As a side note to this, I am not a general contractor. I believe it is a conflict to teach people how to do these things out of one side of my mouth and then try to get their business out of the other. I do however buy endangered, residential historic properties and rehab them. This keeps me in the fray with the least conflict of interest. Outside of my own rehabs, my only professional purpose is to teach cost effective preservation methodology and neighborhood planning.

Restore and Maintain Windows. Don't Replace Them!

  • New wood windows are made with new growth lumber that is not as strong or rot resistant as the old growth lumber in windows made before the 1950s.
  • Insulated glass seals tend to fail in 2 to 6 years allowing condensation between the panes.
  • Most insulated glass panels cannot be replaced once they fail. The entire window must be replaced.
  • Primary window sashes were never intended to take a direct hit from the weather. In early years they had shutters then storms to protect them.
  • Air infiltration is the biggest energy issue with windows. Vinyl windows, by their nature, have weep holes in their bottom rail to let the moisture seep out which allows massive air infiltration.
  • PVC or vinyl is the most toxic consumer substance manufactured today. It can't be recycled, off gasses toxic fumes and has excessive contraction and expansion issues. It fades, cracks and has a maximum lifespan of 16 to 18 years.
  • Metal clad windows are designed to allow water to seep behind the cladding. This causes early rot of the often finger jointed, new growth lumber underneath.
  • The vinyl jamb liners that are needed for tilt-in windows have cheap spring balances and cheesy foam backing that have a lifespan of about 6 to 10 years.
  • Double hung windows were invented in the 1400s as an air conditioning system. Lower the top sash and raise the lower sash. This lets the hot air and humidity out the top and brings the breezes in through the bottom. Most replacement units don't have a full screen to allow for this process.
  • Aluminum, self-storing storm windows are not even a good windbreak. Metal conducts heat and cold while wood insulated against heat and cold.
  • Sash weight pockets are only a problem if a house has not been caulked and painted properly.
  • Quarter inch thick, laminated glass has better UV protection than all the low-e coatings. It also approaches the same thermal capabilities as insulated glass, is more soundproof, is safer and cost less than insulated glass. If retrofitting glass into an old sash is something you feel must be done, install laminated glass.
  • Original window sash is a part of the footprint of your old house or building. Replacements often have different dimensions and sometimes the window contractor wants to reduce the size of your openings. This has a negative effect on the overall texture and look of the original footprint of your building.

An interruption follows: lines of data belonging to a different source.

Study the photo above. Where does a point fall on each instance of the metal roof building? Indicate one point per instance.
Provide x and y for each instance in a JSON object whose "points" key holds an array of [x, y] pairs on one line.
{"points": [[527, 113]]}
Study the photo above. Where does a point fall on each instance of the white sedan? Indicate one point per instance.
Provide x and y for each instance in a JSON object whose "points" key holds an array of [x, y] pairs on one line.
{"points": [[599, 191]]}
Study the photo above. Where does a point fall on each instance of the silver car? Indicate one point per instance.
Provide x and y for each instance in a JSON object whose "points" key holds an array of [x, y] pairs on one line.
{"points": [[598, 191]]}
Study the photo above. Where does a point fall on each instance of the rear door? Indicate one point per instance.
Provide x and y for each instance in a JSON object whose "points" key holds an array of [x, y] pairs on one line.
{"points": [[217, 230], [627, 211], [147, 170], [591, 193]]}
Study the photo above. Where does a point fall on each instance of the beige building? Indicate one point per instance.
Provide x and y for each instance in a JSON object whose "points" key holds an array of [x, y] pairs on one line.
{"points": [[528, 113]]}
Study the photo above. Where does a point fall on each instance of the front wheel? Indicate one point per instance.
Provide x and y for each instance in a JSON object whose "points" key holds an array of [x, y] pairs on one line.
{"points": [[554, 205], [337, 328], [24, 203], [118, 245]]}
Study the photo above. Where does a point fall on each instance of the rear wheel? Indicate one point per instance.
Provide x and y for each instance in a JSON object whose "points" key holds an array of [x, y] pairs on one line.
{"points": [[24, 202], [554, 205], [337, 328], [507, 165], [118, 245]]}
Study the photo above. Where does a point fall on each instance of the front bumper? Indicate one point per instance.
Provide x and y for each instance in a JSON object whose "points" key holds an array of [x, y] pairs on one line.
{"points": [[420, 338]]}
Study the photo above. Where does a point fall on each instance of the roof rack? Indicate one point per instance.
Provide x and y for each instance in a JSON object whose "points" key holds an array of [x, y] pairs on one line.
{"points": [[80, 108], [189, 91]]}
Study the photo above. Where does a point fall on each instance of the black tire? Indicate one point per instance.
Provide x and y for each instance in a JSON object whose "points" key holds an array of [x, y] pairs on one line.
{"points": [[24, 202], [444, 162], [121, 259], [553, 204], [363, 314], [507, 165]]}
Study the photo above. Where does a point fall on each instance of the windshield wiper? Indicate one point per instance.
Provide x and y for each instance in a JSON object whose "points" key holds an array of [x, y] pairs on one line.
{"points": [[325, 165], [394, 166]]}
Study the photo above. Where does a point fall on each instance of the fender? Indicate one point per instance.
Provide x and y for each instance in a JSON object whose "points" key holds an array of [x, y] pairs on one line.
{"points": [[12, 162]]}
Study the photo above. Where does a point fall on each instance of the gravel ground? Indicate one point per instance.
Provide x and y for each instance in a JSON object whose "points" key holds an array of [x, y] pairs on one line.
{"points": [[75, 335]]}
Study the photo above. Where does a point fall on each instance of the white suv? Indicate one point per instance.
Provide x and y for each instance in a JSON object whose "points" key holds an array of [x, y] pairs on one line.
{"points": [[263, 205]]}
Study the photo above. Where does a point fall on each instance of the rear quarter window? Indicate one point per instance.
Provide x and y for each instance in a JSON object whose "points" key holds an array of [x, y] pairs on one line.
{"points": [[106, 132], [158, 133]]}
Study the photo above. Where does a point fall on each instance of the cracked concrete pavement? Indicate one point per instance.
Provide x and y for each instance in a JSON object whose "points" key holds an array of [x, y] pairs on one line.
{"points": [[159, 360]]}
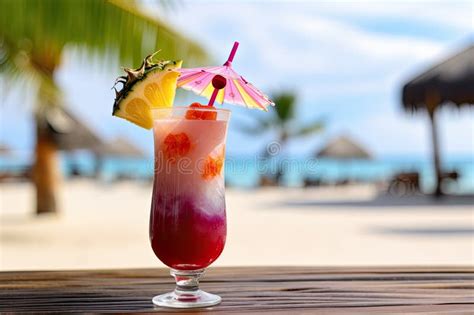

  • If you don't want to lift a finger to maintain or rehab your home then hire a contractor to restore your windows. Your restored windows will cost less, have a better payback, be easily cleaned, have a nice track system, and stop air infiltration, which means greater energy efficiency.
  • Restored wood windows have another 100-year economic life before total restoration is needed again. Replacement windows can never be restored effectively.